It’s nice to have friends in high places. It’s not so nice to see those friends unfairly pilloried by journalists intent on collecting another scalp.
First it was Obama adviser Samantha Power, who was accused by some on the right of being anti-Israel on the basis of evidence that was, to put it charitably, ambiguous. Now it’s John McCain’s chief foreign policy adviser, Randy Scheunemann, who is being labeled as-gasp-a lobbyist. This heinous charge has been hauled out in the New York Times, USA Today, and now the Wall Street Journal.
There is a difference, of course: While Power is not really anti-Israel, Scheunemann really has been a lobbyist. The question is: What’s wrong with that?

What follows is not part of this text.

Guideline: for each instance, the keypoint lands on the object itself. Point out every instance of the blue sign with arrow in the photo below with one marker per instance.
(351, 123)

All of the reporters who have written about the issue try to insinuate that something nefarious is going on without actually coming out and saying what it is. Today’s Wall Street Journal article by Mary Jacoby is a classic in the genre known in Washington as “appearance of a conflict of interest”-i.e., not an actual conflict but something that can be made to look that way through selective juxtaposition of acts.
Thus Jacoby notes that Randy has lobbied on behalf of Romania, Latvia, Georgia, and Macedonia while those countries were seeking admission to NATO. She then notes that McCain has been in favor of admitting all those countries to NATO. The inference readers are supposed to draw is that there is something untoward going on here. Only in the final line of the article do we get the evidence that dispels these insinuations:
“Sen. McCain’s been for NATO enlargement since the mid-1990s,” said Mr. Rogers, the McCain spokesman. “His record speaks for itself.”

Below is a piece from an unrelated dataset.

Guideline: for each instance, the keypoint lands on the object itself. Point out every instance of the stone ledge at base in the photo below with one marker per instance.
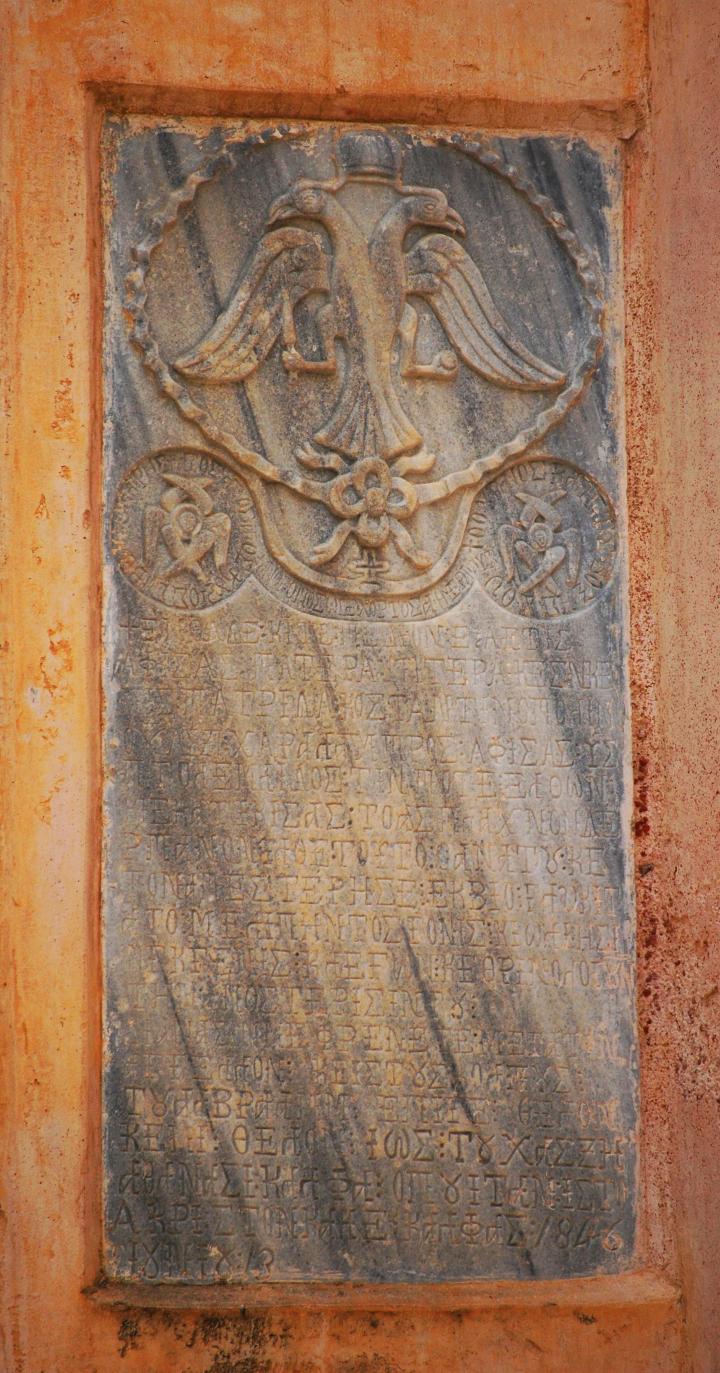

In other words, McCain (whose campaign I advise on foreign policy issues) was in favor of NATO expansion long before Randy was lobbying on those issues. Anyone who knows either McCain or Scheunemann would laugh at the notion that their support for the embattled democracies of Eastern and Southern Europe is the result of payoffs from those countries.
Randy represents those emerging democracies because he believes in expanding freedom-something that he has pushed for in other contexts without earning any money for it. He was, for instance, one of the founders of the Committee for the Liberation of Iraq. Randy has been pushing for NATO expansion since the mid-1990s when he was not a lobbyist at all but Senator Bob Dole’s chief foreign policy adviser.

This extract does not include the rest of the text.